Gear Review: NAP Mantis Series Blinds

Gear Review: NAP Mantis Series Blinds

This year has brought more innovations in the ground-blind market than we've seen in a decade, with the all-new Mantis models from New Archery Products among those at the forefront of the blind revolution. Mantis blinds are, in a word, different — in how they look, how they work and how you'll be able to hunt from them. Considering that, it's no surprise the Mantis concept is the brain child of Keith Beam, co-creator of the original Double Bull blind that was largely responsible for the start of the ground-blind craze more than a decade ago. Rather than sticking to a conventional, five-hub blind design, Beam designed Mantis blinds from the ground up, with the goal of maximizing concealment and usable space.

One of the first things you'll notice when looking at the Mantis 3 is it has a much different shape than the average pop-up blind, thanks to its double-peaked roof and sloping back wall that does an excellent job shedding rain and snow. Once you step inside, you'll immediately notice this unique shape provides a lot more room for multiple hunters to maneuver, with 48 square-feet of total interior floor space. From a bowhunter's perspective, one of the best features is the generously wide rear wall that provides plenty of room to raise and draw your bow without your arrow coming anywhere close to the walls. And if you use a swivel chair, you can set it toward the rear of the blind and easily pivot to take advantage of shooting opportunities from any of the four main windows in front of you. All this was accomplished by eliminating the roof hub and rear hub and using a set of interlocking shock rods to support the bottom of the rear wall.

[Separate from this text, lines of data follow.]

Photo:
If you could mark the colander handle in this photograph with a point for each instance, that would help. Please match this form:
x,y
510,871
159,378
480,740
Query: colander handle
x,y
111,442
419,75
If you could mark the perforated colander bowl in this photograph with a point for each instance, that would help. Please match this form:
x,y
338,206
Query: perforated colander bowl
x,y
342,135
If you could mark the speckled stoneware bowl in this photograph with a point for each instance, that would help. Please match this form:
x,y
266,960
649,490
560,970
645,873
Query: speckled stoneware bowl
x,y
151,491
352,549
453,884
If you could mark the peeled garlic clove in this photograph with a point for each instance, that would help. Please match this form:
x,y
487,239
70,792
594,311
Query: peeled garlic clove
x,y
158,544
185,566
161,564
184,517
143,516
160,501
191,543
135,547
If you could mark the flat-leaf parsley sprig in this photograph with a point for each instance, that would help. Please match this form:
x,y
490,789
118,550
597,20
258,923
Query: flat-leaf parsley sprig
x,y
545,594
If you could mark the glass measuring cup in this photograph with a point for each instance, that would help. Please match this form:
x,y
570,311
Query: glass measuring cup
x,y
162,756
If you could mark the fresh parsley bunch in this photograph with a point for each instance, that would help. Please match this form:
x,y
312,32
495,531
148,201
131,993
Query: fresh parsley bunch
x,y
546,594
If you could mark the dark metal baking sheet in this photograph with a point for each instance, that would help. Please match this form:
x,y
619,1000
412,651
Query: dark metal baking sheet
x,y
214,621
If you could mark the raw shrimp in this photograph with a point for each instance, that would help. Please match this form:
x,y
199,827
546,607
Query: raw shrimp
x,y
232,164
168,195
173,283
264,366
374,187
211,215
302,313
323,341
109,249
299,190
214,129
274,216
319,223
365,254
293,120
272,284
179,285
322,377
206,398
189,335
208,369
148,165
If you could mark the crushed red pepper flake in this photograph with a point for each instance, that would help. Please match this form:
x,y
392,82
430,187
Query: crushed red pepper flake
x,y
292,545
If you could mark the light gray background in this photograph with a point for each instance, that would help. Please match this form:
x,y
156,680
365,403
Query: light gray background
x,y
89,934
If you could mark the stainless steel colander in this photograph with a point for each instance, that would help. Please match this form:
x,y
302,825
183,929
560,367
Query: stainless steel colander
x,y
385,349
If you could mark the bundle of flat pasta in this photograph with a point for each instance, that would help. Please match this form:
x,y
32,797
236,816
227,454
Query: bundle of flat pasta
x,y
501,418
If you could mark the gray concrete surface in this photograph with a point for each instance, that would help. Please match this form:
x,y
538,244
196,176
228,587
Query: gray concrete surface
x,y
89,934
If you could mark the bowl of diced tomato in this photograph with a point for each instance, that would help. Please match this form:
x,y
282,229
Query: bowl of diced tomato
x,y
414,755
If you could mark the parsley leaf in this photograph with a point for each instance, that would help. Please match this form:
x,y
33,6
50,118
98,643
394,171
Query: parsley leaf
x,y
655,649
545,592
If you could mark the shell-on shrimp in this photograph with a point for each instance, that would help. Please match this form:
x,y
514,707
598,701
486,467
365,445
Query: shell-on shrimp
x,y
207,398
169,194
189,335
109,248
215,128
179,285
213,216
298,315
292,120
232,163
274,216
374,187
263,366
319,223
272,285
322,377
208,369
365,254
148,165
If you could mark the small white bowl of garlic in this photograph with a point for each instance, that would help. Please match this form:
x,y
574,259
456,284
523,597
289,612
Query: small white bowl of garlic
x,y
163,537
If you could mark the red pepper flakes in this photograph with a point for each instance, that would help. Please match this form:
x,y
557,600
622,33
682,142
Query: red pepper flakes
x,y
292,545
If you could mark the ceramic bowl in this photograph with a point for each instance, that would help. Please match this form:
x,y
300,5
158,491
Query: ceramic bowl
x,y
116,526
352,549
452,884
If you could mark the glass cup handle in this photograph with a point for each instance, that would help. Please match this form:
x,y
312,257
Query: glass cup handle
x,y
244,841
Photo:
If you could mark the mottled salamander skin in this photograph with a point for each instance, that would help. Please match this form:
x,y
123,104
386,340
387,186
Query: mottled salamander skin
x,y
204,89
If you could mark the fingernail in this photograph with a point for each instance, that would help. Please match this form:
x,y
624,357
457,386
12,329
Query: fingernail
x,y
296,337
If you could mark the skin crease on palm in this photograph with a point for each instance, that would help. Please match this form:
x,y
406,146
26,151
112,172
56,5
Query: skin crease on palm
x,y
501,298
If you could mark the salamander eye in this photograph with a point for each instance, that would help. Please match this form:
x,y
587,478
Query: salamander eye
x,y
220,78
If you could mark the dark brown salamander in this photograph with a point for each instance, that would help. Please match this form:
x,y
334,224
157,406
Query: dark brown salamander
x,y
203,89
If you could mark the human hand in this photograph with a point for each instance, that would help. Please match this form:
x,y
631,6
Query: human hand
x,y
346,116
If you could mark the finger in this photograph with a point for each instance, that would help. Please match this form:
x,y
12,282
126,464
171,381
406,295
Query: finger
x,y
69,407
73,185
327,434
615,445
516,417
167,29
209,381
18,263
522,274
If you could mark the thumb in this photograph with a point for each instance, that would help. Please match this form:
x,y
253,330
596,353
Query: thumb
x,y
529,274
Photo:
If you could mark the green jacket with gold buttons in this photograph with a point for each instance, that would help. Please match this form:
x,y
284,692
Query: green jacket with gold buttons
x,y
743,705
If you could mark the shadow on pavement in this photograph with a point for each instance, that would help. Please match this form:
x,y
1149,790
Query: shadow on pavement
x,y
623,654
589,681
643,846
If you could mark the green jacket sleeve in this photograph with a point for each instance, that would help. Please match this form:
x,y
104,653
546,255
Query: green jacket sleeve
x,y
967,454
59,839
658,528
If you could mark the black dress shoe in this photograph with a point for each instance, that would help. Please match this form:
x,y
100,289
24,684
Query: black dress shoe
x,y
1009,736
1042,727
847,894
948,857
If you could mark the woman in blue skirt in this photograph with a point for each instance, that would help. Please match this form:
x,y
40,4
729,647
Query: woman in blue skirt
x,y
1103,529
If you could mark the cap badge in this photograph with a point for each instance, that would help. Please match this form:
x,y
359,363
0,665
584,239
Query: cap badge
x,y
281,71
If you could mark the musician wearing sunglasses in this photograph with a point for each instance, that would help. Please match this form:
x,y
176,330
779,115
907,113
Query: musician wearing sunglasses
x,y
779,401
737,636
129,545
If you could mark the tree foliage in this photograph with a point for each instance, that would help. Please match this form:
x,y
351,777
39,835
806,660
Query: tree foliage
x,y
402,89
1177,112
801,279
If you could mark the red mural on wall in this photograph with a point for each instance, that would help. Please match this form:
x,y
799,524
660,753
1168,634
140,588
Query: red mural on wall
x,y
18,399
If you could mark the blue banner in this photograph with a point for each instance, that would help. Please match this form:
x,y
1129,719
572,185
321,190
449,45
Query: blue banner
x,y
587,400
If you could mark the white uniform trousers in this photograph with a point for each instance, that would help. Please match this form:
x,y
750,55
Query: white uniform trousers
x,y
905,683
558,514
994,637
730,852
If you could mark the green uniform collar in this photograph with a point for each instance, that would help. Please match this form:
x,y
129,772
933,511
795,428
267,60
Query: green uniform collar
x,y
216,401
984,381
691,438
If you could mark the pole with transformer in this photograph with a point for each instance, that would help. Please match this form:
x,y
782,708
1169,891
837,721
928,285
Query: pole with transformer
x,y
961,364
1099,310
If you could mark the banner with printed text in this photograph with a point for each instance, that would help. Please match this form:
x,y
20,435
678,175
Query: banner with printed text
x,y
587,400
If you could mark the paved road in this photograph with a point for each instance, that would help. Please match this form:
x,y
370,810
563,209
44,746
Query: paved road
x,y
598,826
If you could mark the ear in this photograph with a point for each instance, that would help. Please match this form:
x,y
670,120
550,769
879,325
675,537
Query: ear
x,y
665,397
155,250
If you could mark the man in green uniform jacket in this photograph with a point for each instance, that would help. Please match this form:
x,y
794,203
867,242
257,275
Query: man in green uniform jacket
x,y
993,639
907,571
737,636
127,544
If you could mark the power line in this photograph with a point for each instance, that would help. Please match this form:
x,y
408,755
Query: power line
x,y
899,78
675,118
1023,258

The one complaint I have about the Mantis 3 involves shooting while standing. There is a single upper window in the center of the front wall, but the sloping roof didn't allow my 5-foot, 9-inch frame enough clearance to shoot through it without my head pushing into the ceiling. NAP advertises the height of the Mantis 3 at 6 feet, 1 inch; but that's at the roof peaks, not in the center of the blind. Because the Mantis is unlike any other blind I've used, I actually had to read the instructions (gasp!) the first time I set it up. But once I got the hang of it, I found setup a simple process easily completed in under two minutes.

In addition to providing more usable space, NAP says the asymmetrical shape of the Mantis aids in concealment, as does the exclusive Wicked Intent camouflage, which features 14 earth tones on a large, repeating pattern designed specifically for a ground-blind application. Mantis blind fabric is thick, 600-denier, Oxford-weave polyester that resists tears, and NAP says will last for years. The blackened interior helps hide your movements, and the camo exterior includes numerous brush loops and tie-down points, as well as six stakedown points along the bottom. Front windows feature an exclusive Dragnet design with a series of vertical and horizontal elastic cords and 3-D camo strips that can be silently adjusted via hooks around the window edges. There are also mesh and solid fabric coverings that can be adjusted as desired, along with a pair of rear windows to take advantage of unexpected shot opportunities. The Mantis 3 weighs 22 pounds and comes with a carry bag, stakes and two tie-down ropes. The Mantis 2, a two-hub blind designed for solo hunters, weighs 14.5 pounds and offers 38 square feet of interior space.